L’assenza di Meloni e la linea del governo

MONDO. «Non siamo in guerra e non vogliamo entrarci», l’affermazione netta e chiara di Giorgia Meloni, di per sé rassicurante, non è bastata a frenare la polemica delle opposizioni contro di lei.

Nel giorno del dibattito sulla guerra in Iran, Meloni non ha infatti accolto la richiesta di riferire personalmente alle Camere e ha deciso di delegare i ministri Tajani e Crosetto, salvo poi andare in onda a lungo e in diretta da una radio privata alla stessa ora della seduta alla Camera. Fatalmente tutti gli interventi delle sinistre sono stati di critica durissima al punto che, forse per attutire lo scontro, Giorgia Meloni ha poi deciso di anticipare il suo intervento in Parlamento in vista della prossima riunione del Consiglio europeo: era previsto che parlasse il 18, invece svolgerà il suo intervento l’11.

L’assenza della premier tuttavia è apparsa contraddittoria con l’appello lanciato a suo nome sia dal ministro degli Esteri che dal collega della Difesa perché in un momento così grave («Non siamo mai stati come adesso sull’orlo dell’abisso» ha detto Crosetto, aggiungendo: «può succedere di tutto, abbiamo alzato al massimo livello la difesa contraerea sul territorio nazionale»), Parlamento e governo trovino una forma di corresponsabilità e di solidarietà.

Guerra e diritto internazionale

Per corroborare questo appello, Crosetto ha riferito l’intenzione di Meloni che, qualora gli Stati Uniti chiedessero all’Italia di usare le basi sul nostro territorio per obiettivi bellici e non logistici, il governo - pur potendo decidere da solo - si rivolgerà comunque al Parlamento: «Decideremo insieme». E certo l’ammissione, da parte dei due componenti del governo, che quella in atto è una guerra «al di fuori delle regole del diritto internazionale», e che nessuno oggi può ottenere da Usa e Israele di cessare le ostilità, è stato un modo per venire incontro alle motivazioni delle sinistre.
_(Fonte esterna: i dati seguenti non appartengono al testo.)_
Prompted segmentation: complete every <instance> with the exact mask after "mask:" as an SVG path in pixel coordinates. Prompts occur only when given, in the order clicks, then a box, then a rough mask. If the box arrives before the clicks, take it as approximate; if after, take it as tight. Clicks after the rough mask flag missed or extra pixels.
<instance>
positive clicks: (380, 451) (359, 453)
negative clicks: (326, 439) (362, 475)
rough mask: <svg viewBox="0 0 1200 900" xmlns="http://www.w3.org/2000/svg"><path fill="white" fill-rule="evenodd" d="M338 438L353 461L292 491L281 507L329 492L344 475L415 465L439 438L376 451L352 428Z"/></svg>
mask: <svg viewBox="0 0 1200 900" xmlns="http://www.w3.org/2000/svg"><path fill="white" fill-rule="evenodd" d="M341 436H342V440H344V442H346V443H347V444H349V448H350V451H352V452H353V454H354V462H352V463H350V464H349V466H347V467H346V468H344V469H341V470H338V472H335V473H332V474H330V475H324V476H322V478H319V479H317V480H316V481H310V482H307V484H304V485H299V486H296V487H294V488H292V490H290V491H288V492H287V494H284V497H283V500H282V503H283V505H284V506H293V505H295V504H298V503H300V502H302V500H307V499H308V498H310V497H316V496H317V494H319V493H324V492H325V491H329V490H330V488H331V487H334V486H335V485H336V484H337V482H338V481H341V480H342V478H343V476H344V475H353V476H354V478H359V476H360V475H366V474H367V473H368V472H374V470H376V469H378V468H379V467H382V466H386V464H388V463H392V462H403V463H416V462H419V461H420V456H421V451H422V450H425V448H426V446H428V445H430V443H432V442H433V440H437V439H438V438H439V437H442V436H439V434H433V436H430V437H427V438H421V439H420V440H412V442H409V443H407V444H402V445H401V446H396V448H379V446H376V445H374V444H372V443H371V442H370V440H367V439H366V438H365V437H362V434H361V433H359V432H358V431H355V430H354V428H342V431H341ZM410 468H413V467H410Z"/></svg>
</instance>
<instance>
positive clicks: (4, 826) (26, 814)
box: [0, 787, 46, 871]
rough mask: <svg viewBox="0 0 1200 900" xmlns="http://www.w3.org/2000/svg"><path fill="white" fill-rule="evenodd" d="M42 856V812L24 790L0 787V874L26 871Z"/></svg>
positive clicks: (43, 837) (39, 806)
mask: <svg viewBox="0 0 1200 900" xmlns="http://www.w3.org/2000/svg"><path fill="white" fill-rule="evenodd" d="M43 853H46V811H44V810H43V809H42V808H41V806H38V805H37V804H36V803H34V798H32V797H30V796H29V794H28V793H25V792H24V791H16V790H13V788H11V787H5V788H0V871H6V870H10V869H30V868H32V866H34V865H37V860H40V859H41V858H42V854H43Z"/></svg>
Ma nulla di tutto ciò è bastato a Schlein, Conte, Fratoianni, Renzi: la polemica per l’assenza «irrispettosa» di Meloni, «soggetta a Trump», ha prevalso su tutto. E benchè le risoluzioni delle minoranze siano state ben quattro, una di queste ha unito – una volta tanto – Pd, M5S e Avs, d’accordo nell’opporsi a dare qualunque supporto alla guerra compreso ogni possibile utilizzo delle basi americane e Nato in Italia (un rifiuto totale che però sarebbe impossibile, stando agli accordi bilaterali che risalgono al 1954). Crosetto e Tajani hanno dato conto della decisione italiana e di altri Paesi (compresa la Spagna di Sanchez) di aiutare i Paesi del Golfo attaccati dall’Iran e l’isola di Cipro, Paese Ue, mediante l’invio di mezzi di difesa e di cinque navi da guerra, oggetto di un colloquio tra Meloni e Macron.

Il caso del ministro Crosetto a Dubai

Quanto al mancato preavviso sull’avvio delle operazioni in Iran da parte di Trump e Netanyahu, Crosetto ha puntigliosamente ricordato che nessun Paese al mondo è stato avvertito prima, e che la decisione di procedere è stata presa all’ultimo momento quando è stato certo di potere eliminare Khamenei, motivo per cui bisognava evitare qualunque fuga di notizie.

È stato un modo indiretto, da parte del ministro della Difesa, per difendere ancora una volta il suo operato quando si è trovato solo e bloccato a Dubai proprio nelle prime ore dell’attacco israelo-americano. Una vicenda che secondo Renzi è causata da guerre intestine tra i servizi di sicurezza e varie fazioni del governo. Renzi si è segnalato per la peculiare asprezza del suo intervento: criticato da Tajani per svolgere conferenze a pagamento nei Paesi arabi, ha risposto condannando la «raccapricciante mediocrità» dell’intervento in aula del vicepresidente del Consiglio e ministro degli Esteri.